BVH construction on gpu


im trying to implement bvh on gpu following

and got stuck at the bounding box calculation, particularly the part

“The approach I adopt in my paper is to do a parallel bottom-up reduction, where each thread starts from a single leaf node and walks toward the root. To find the bounding box of a given node, the thread simply looks up the bounding boxes of its children and calculates their union. To avoid duplicate work, the idea is to use an atomic flag per node to terminate the first thread that enters it, while letting the second one through. This ensures that every node gets processed only once, and not before both of its children are processed.”

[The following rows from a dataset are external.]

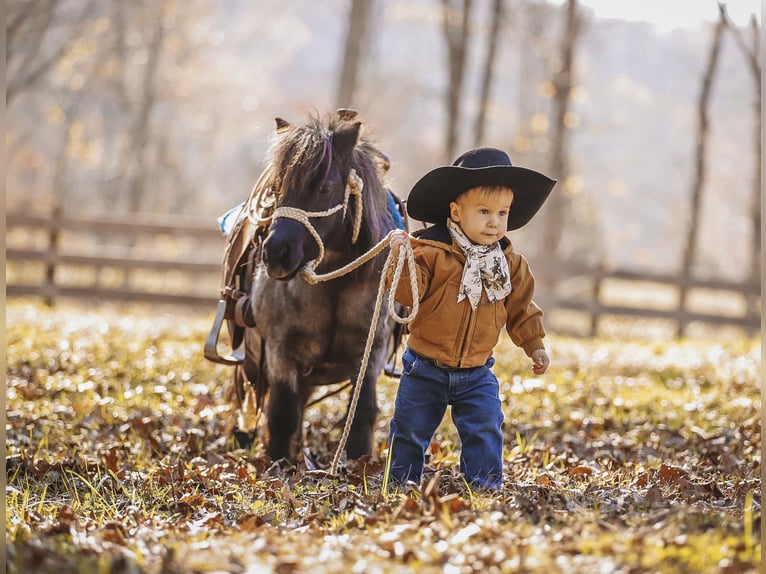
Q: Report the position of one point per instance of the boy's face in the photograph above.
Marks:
(482, 214)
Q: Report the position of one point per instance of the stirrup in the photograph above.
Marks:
(237, 356)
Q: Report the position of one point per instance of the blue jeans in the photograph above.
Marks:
(424, 392)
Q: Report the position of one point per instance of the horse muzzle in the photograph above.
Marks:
(287, 248)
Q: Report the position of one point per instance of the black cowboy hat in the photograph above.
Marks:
(429, 199)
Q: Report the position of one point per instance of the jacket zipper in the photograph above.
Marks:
(465, 336)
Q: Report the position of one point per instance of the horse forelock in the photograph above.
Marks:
(302, 157)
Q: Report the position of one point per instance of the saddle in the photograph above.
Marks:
(251, 220)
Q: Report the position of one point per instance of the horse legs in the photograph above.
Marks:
(285, 421)
(360, 435)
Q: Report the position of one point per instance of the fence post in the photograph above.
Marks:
(49, 286)
(595, 314)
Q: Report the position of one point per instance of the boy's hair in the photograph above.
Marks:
(484, 190)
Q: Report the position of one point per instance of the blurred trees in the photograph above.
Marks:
(168, 105)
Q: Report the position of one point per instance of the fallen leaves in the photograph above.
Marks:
(625, 457)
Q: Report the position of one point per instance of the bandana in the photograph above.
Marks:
(485, 268)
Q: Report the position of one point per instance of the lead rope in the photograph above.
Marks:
(405, 254)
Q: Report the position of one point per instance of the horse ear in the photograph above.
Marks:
(345, 139)
(347, 114)
(282, 125)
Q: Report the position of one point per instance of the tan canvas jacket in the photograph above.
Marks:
(453, 333)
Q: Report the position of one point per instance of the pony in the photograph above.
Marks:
(320, 203)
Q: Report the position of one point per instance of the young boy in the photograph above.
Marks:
(471, 285)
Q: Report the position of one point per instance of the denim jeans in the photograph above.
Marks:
(424, 392)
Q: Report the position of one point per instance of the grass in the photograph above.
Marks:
(627, 456)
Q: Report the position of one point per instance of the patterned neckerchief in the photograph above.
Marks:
(485, 267)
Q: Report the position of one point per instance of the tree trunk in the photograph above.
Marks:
(354, 52)
(703, 121)
(752, 55)
(489, 64)
(558, 203)
(141, 132)
(456, 33)
(690, 249)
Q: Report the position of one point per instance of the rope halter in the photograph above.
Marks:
(354, 186)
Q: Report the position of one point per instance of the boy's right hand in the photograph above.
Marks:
(398, 238)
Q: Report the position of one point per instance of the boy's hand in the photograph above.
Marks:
(540, 361)
(398, 238)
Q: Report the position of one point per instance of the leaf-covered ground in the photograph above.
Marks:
(628, 456)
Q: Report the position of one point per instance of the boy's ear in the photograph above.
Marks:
(454, 211)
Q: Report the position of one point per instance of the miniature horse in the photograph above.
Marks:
(328, 206)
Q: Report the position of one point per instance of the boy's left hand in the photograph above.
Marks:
(540, 361)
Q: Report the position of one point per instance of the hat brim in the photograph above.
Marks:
(430, 197)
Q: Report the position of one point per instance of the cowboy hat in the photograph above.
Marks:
(430, 197)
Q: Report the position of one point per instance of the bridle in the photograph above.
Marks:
(261, 208)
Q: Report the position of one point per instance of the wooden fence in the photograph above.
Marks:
(172, 261)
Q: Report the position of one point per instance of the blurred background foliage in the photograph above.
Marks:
(168, 106)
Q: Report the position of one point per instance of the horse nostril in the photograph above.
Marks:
(283, 256)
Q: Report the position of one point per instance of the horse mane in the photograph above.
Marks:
(306, 146)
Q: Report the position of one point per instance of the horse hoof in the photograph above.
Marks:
(243, 439)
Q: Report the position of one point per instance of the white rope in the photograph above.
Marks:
(405, 254)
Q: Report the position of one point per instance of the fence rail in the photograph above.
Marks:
(166, 260)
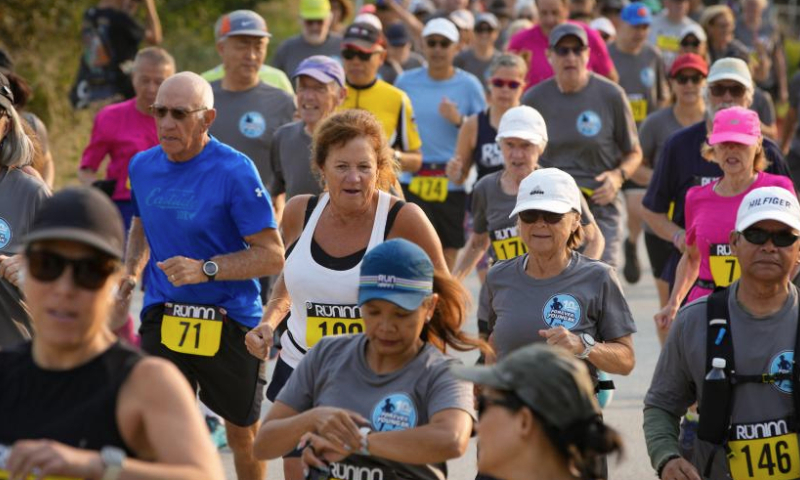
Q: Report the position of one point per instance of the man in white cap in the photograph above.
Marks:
(751, 413)
(442, 96)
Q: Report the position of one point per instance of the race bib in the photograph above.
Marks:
(724, 266)
(192, 329)
(764, 450)
(323, 320)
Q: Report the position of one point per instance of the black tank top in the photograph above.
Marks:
(76, 407)
(487, 156)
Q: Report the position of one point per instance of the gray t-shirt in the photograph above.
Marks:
(335, 373)
(589, 130)
(585, 298)
(247, 120)
(642, 77)
(761, 346)
(295, 49)
(291, 162)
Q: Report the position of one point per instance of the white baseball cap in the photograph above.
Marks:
(549, 190)
(768, 203)
(523, 122)
(443, 27)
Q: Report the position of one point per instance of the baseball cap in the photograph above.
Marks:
(80, 214)
(547, 379)
(322, 68)
(731, 69)
(636, 13)
(689, 60)
(443, 27)
(397, 271)
(523, 122)
(768, 203)
(315, 9)
(550, 190)
(735, 124)
(240, 22)
(566, 30)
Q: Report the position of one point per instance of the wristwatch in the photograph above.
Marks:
(112, 458)
(588, 345)
(210, 269)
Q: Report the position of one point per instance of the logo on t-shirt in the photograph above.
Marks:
(589, 123)
(394, 412)
(782, 363)
(562, 310)
(252, 125)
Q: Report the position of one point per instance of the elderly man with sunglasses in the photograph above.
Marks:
(754, 325)
(204, 225)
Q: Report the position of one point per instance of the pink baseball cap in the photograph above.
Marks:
(736, 124)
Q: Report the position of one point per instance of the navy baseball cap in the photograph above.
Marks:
(322, 68)
(397, 271)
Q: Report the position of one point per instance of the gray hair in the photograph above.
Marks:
(16, 148)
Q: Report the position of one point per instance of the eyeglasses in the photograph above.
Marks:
(500, 83)
(160, 111)
(532, 216)
(88, 273)
(781, 238)
(433, 43)
(350, 54)
(734, 90)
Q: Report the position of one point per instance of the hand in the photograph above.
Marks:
(449, 111)
(259, 340)
(183, 271)
(42, 458)
(611, 183)
(564, 338)
(679, 469)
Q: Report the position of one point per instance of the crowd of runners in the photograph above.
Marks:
(322, 213)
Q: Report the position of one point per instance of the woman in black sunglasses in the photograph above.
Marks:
(76, 403)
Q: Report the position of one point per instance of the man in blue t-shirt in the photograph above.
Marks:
(442, 96)
(206, 222)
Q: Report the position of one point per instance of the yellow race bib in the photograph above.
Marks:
(192, 329)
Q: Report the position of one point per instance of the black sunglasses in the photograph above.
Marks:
(160, 111)
(781, 238)
(89, 273)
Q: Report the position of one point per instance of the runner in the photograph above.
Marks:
(442, 96)
(550, 426)
(393, 380)
(205, 220)
(707, 262)
(592, 131)
(748, 330)
(328, 237)
(84, 405)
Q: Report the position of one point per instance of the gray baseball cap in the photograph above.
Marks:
(547, 379)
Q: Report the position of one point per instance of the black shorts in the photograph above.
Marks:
(231, 382)
(447, 217)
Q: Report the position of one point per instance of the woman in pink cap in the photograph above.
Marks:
(707, 262)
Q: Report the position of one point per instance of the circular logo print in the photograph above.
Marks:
(782, 363)
(562, 310)
(252, 124)
(394, 412)
(589, 123)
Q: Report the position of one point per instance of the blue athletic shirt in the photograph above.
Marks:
(199, 209)
(438, 134)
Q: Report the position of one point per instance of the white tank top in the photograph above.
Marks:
(324, 301)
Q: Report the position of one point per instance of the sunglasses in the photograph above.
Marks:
(178, 114)
(734, 90)
(500, 83)
(781, 238)
(432, 43)
(532, 216)
(88, 273)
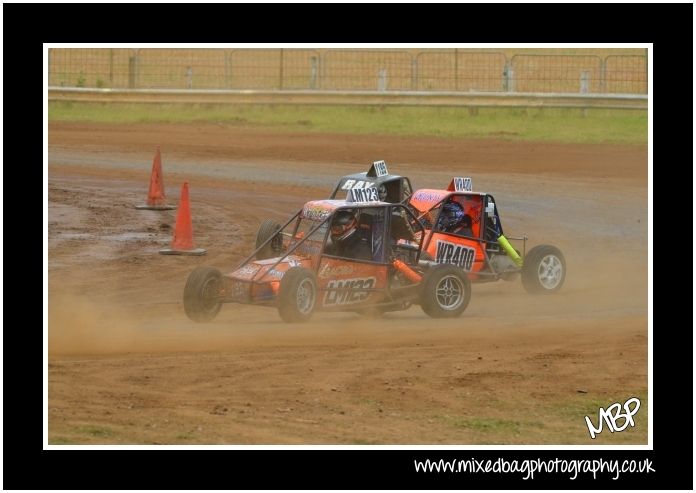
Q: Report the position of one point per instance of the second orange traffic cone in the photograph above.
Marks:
(182, 244)
(155, 197)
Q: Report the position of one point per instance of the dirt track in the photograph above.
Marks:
(127, 366)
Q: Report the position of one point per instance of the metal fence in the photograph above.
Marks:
(343, 69)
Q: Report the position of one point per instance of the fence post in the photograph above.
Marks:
(131, 72)
(414, 72)
(508, 77)
(189, 77)
(280, 71)
(456, 70)
(382, 79)
(227, 70)
(313, 69)
(646, 71)
(584, 81)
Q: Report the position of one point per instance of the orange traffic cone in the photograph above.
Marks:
(182, 244)
(155, 197)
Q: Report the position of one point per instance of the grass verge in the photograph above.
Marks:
(533, 124)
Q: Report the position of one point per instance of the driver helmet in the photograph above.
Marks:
(343, 226)
(451, 216)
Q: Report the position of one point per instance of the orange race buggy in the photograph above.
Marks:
(374, 184)
(481, 249)
(296, 269)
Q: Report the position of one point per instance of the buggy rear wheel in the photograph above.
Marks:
(297, 295)
(544, 270)
(201, 294)
(446, 292)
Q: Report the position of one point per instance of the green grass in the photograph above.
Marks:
(550, 125)
(95, 431)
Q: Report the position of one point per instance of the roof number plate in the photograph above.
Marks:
(462, 184)
(380, 168)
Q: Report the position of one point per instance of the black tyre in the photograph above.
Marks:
(297, 295)
(544, 270)
(446, 292)
(202, 294)
(269, 228)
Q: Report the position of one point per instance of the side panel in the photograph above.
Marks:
(451, 249)
(345, 282)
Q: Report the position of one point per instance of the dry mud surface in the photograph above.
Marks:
(127, 367)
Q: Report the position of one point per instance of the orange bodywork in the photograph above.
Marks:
(466, 252)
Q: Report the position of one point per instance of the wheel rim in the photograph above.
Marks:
(550, 271)
(209, 294)
(305, 296)
(449, 292)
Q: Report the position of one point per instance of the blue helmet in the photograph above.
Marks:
(452, 214)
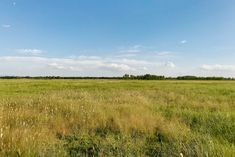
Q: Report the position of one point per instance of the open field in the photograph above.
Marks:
(117, 118)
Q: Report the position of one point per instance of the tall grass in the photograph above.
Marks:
(117, 118)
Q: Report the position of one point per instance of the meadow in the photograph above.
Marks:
(117, 118)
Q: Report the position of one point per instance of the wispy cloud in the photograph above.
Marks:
(82, 65)
(165, 53)
(30, 51)
(6, 26)
(184, 41)
(170, 64)
(218, 67)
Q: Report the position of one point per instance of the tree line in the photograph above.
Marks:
(124, 77)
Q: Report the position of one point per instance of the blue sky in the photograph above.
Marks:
(114, 37)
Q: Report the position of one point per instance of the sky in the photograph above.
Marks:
(117, 37)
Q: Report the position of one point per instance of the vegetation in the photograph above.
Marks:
(117, 118)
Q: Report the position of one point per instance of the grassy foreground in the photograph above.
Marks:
(117, 118)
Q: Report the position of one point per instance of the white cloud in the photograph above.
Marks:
(218, 67)
(164, 53)
(29, 51)
(6, 26)
(170, 65)
(79, 66)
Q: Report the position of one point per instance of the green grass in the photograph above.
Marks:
(117, 118)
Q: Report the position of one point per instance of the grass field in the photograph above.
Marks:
(117, 118)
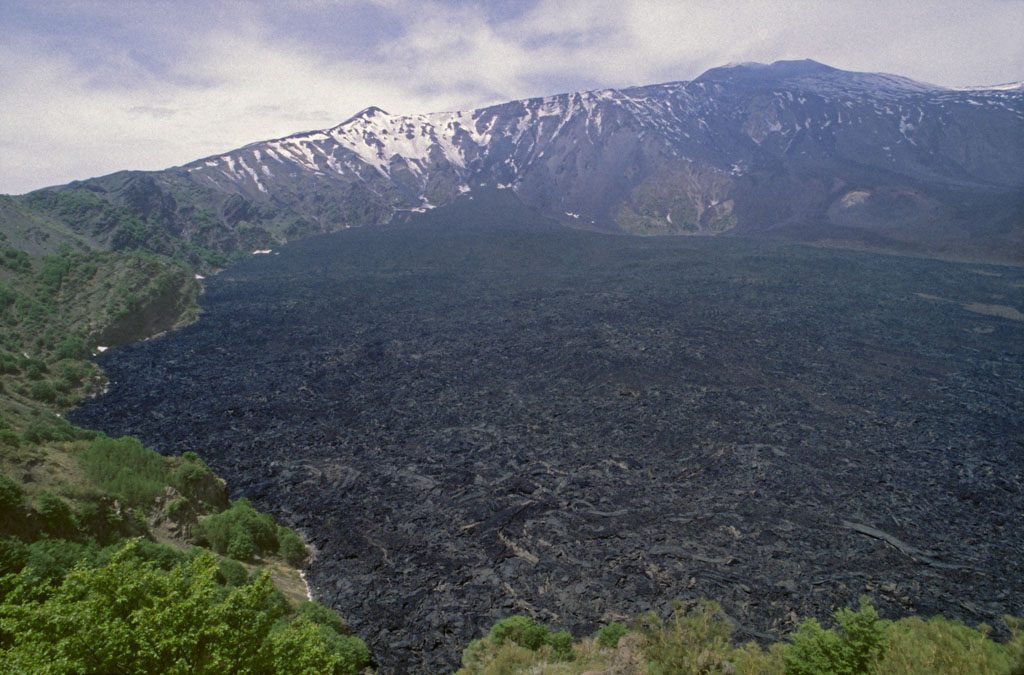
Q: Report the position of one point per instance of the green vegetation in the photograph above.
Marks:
(132, 616)
(699, 640)
(101, 564)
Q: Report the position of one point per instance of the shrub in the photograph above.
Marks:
(317, 614)
(129, 616)
(240, 532)
(520, 630)
(232, 573)
(241, 546)
(561, 645)
(13, 555)
(198, 482)
(72, 347)
(698, 641)
(56, 516)
(940, 645)
(291, 547)
(125, 469)
(527, 633)
(857, 644)
(609, 635)
(11, 499)
(51, 559)
(44, 390)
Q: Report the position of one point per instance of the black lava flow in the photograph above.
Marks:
(469, 423)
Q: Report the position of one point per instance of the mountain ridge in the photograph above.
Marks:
(794, 149)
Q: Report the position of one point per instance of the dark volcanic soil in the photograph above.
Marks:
(470, 423)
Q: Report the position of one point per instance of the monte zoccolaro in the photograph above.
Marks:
(497, 430)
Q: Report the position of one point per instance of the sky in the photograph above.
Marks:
(88, 87)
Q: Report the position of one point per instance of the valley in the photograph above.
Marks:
(472, 414)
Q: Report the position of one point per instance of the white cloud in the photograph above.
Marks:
(227, 77)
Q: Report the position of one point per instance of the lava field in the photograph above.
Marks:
(472, 422)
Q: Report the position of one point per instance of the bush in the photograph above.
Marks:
(8, 437)
(317, 614)
(940, 645)
(13, 555)
(232, 573)
(241, 546)
(51, 559)
(527, 633)
(56, 516)
(129, 616)
(291, 547)
(561, 645)
(72, 347)
(198, 482)
(609, 635)
(44, 391)
(857, 644)
(125, 469)
(240, 532)
(698, 641)
(11, 499)
(520, 630)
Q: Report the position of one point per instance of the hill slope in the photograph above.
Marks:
(795, 149)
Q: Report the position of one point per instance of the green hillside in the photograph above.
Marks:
(114, 558)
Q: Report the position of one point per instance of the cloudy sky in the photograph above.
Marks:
(91, 86)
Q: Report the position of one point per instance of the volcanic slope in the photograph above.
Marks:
(794, 150)
(474, 421)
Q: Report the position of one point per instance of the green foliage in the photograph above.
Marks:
(317, 614)
(857, 643)
(698, 641)
(13, 555)
(50, 559)
(232, 573)
(125, 468)
(241, 532)
(72, 346)
(520, 630)
(11, 500)
(195, 479)
(525, 632)
(56, 516)
(291, 547)
(130, 616)
(609, 635)
(561, 645)
(938, 645)
(43, 390)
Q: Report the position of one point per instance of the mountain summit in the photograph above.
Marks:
(794, 149)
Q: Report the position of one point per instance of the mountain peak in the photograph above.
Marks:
(753, 72)
(367, 114)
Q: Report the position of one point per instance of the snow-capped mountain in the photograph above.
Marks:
(795, 149)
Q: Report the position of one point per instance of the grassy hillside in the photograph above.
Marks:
(112, 556)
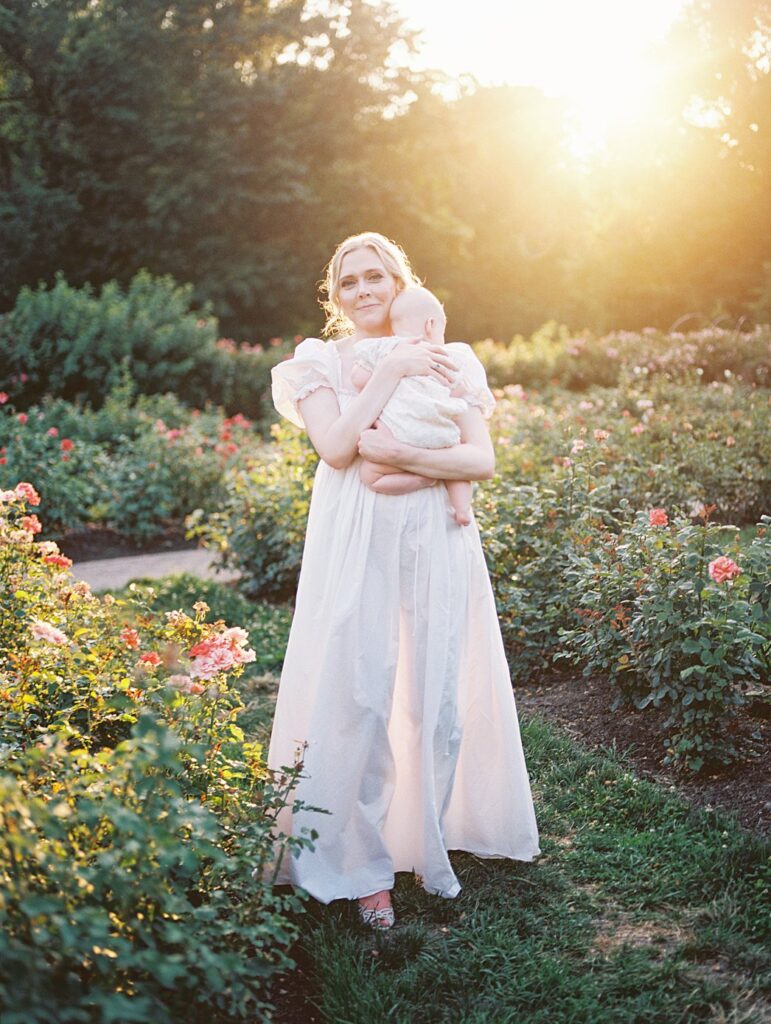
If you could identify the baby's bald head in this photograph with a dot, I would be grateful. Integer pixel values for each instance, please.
(418, 311)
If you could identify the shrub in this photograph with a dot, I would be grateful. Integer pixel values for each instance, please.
(266, 624)
(528, 535)
(670, 630)
(71, 343)
(555, 356)
(124, 465)
(137, 838)
(260, 528)
(664, 442)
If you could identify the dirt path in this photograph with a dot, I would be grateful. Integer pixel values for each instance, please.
(109, 573)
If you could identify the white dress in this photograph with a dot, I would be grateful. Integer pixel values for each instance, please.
(395, 680)
(421, 411)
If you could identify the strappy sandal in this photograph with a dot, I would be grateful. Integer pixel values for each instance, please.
(381, 918)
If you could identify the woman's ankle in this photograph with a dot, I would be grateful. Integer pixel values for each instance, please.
(376, 900)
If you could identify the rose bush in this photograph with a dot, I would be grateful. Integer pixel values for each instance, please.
(260, 526)
(136, 466)
(672, 626)
(553, 355)
(661, 444)
(137, 841)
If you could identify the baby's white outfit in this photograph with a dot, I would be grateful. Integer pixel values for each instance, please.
(421, 410)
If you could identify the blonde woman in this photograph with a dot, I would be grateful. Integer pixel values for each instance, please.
(395, 684)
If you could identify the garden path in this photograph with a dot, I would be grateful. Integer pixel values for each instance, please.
(110, 573)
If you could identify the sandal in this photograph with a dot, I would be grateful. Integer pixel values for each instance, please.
(381, 918)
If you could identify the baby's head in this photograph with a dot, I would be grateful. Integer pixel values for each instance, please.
(418, 311)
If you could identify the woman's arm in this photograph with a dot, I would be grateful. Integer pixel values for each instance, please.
(334, 434)
(473, 459)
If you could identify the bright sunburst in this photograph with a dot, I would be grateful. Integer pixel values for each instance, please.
(596, 53)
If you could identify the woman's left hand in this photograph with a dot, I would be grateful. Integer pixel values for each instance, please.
(379, 444)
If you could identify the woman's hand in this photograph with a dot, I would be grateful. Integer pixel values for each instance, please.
(379, 444)
(417, 357)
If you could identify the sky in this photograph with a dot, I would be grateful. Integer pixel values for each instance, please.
(595, 52)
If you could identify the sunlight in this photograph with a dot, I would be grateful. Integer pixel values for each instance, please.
(597, 55)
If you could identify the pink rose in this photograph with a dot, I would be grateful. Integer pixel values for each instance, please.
(60, 561)
(184, 684)
(44, 631)
(29, 493)
(723, 568)
(31, 523)
(130, 637)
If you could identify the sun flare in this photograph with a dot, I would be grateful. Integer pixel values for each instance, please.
(598, 55)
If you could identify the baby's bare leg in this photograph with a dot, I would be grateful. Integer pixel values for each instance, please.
(460, 493)
(390, 480)
(401, 483)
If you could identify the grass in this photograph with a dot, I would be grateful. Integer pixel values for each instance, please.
(640, 910)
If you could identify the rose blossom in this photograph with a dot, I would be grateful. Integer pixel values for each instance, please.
(220, 653)
(61, 561)
(31, 523)
(723, 568)
(27, 492)
(184, 684)
(44, 631)
(130, 637)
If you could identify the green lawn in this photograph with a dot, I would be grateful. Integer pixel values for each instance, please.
(639, 910)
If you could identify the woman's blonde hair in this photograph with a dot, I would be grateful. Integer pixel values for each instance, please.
(394, 260)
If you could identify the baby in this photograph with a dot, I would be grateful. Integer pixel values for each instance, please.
(422, 410)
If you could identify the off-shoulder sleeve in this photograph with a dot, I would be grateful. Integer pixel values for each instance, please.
(472, 378)
(295, 379)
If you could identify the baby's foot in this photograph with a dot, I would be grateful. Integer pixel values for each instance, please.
(461, 516)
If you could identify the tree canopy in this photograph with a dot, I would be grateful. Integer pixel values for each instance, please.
(233, 142)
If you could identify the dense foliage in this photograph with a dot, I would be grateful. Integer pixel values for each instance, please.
(71, 343)
(138, 466)
(583, 579)
(137, 844)
(232, 144)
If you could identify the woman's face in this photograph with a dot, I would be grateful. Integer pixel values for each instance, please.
(366, 292)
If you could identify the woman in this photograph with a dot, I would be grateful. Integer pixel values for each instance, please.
(395, 684)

my code (simplified) is like this

struct Point{
    float x, y;

struct BBox{
    Point bottomleft, topright;

struct TreeNode{
    int left, right, parent; // indices of left right children and parent; for leaves left = right = -1; for root, parent = -1
    BBox box;
    int count_arrival; // this is the atomic flag per node mentioned in the above paragraph; initialized to 0

global set_bbox(TreeNode *nodes, …){
    int i = …; // compute thread index
    while(i >= 0){
        int left = nodes[i].left, right = nodes[i].right;
        if(left < 0 && right < 0) i = nodes[i].parent; // at leaf; walk up the tree to parent
            if(atomicAdd(&nodes[i].count_arrival, 1) == 1) break; // first thread arrived stops
            else{ // second thread arrived does the work
                nodes[i].box = union(&nodes[left].box, &nodes[right].box); // device function to calcualte union of boxes
                i = nodes[i].parent; // walk up the tree

with this codes, the internal nodes’ boxes are not calculated correctly, some coordinates are 0s, seemingly indicating children’s boxes are not ready when parent’s box is being set, which i dont understand how/why.

i feel there is something about atomic operation that the blog/paper mentions i dont understand.

please help.

From your description, the atomic flag is only used to avoid computing union(&nodes[left].box, &nodes[right].box); multiple times. However, it does not ensure that nodes[left].box and nodes[right].box have already been calculated.

the flag makes sure that only the second (and last) thread arrived does the work. one of the children’s boxes has been set by the first thread and the other by the second. so when the second thread arrives, both boxes have been set.

i figured out the problem. atomicAdd returns the old value BEFORE adding so the flag check should be

atomicAdd(&nodes[i].count_arrival, 1) == 0